The Quick Fix Regulation defers the requirement for first wave companies to report on the anticipated financial effects of certain sustainability-related risks until the 2027 financial year. It also allows all first wave companies to benefit from the phase-in provisions relating to European Sustainability Reporting Standards (ESRS) E4 (biodiversity and ecosystems), ESRS S2 (workers in the value chain), ESRS S3 (affected communities) and ESRS S4 (consumers and end-users), which previously applied only to companies with up to 750 employees.
Additionally, it extends to first wave companies the safeguard provision that allows a company using temporary exemptions for a complete topic standard to report certain summarised information on the topic if it is material.
The Quick Fix Regulation applies retrospectively to financial years beginning on or after 1 January 2025. The Commission and the European Financial Reporting Advisory Group (EFRAG) are also working on separate legislation to simplify and clarify the ESRS Regulation.

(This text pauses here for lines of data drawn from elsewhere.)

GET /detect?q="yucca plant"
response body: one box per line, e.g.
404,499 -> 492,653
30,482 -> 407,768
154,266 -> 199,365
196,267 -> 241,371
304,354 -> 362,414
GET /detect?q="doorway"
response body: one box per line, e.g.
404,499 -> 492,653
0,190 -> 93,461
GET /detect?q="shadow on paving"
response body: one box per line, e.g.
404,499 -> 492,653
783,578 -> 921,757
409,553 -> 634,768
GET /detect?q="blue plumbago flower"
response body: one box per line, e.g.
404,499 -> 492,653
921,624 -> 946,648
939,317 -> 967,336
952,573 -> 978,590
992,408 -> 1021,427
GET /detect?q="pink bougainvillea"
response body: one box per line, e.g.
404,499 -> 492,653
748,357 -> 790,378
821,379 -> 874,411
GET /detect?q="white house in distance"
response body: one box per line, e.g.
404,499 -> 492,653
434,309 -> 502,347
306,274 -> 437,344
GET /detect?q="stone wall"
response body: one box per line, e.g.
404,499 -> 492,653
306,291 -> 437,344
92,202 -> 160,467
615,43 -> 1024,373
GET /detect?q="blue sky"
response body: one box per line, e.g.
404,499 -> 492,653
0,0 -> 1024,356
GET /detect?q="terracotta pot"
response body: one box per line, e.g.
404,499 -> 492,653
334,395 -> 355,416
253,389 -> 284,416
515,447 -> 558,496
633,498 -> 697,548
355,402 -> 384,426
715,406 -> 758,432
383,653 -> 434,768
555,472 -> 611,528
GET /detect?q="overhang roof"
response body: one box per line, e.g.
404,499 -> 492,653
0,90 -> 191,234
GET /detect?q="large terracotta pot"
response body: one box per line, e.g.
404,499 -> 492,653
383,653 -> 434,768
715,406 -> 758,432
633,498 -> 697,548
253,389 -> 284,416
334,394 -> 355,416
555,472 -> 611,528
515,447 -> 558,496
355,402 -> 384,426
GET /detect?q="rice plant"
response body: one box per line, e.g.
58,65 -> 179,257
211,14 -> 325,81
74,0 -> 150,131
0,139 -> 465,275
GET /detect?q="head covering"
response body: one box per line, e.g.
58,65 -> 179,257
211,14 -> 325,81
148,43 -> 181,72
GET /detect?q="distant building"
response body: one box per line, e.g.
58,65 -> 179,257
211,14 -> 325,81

European Parliament introduces amendments to proposed EU Climate Law Regulation
On 13 November 2025, the European Parliament adopted amendments to the European Commission's proposal for a regulation amending Regulation (EU) 2021/1119 establishing the framework for achieving climate neutrality, which would set a 2040 greenhouse gas emissions reduction target of 90% of 1990 emissions.
While endorsing the 90% reduction target for emissions by 2040 compared with 1990 levels, the Parliament adopted several amendments. On international carbon credits, from 2036 up to 5% of net emission reductions could come from high-quality credits from partner countries (as opposed to 3% proposed by the Commission), with robust safeguards. The Parliament also backs delaying the start of the EU Emissions Trading System by one year, from 2027 to 2028.
On the 2040 target review, the Parliament calls on the Commission to review progress every two years and, if needed, propose changes to the climate law, adjusting the 2040 target or introducing measures to reinforce the framework and safeguard competitiveness, prosperity and social cohesion.
The Council adopted its negotiating mandate on 5 November 2025, meaning informal trilogue negotiations are now expected to start.
UK
Consultation on expanding climate change agreement scheme eligibility
HM Revenue & Customs has launched a consultation which runs until 2 December 2025 on draft regulations to expand and refine the Climate Change Agreement (CCA) Scheme from January 2027. Following the government's October 2024 commitment to a new six-year CCA scheme, the consultation proposes adding three new eligible processes:
- Mechanical recycling of plastic.
- Packaging of spirits.
- Production of batteries for electric vehicles.
The draft regulations also introduce technical amendments to consolidate and better define eligibility conditions for existing processes within the scheme, without excluding any businesses currently carrying out eligible activities. The consultation seeks stakeholder feedback on the statutory instrument's drafting to ensure the policy intent is delivered correctly and efficiently.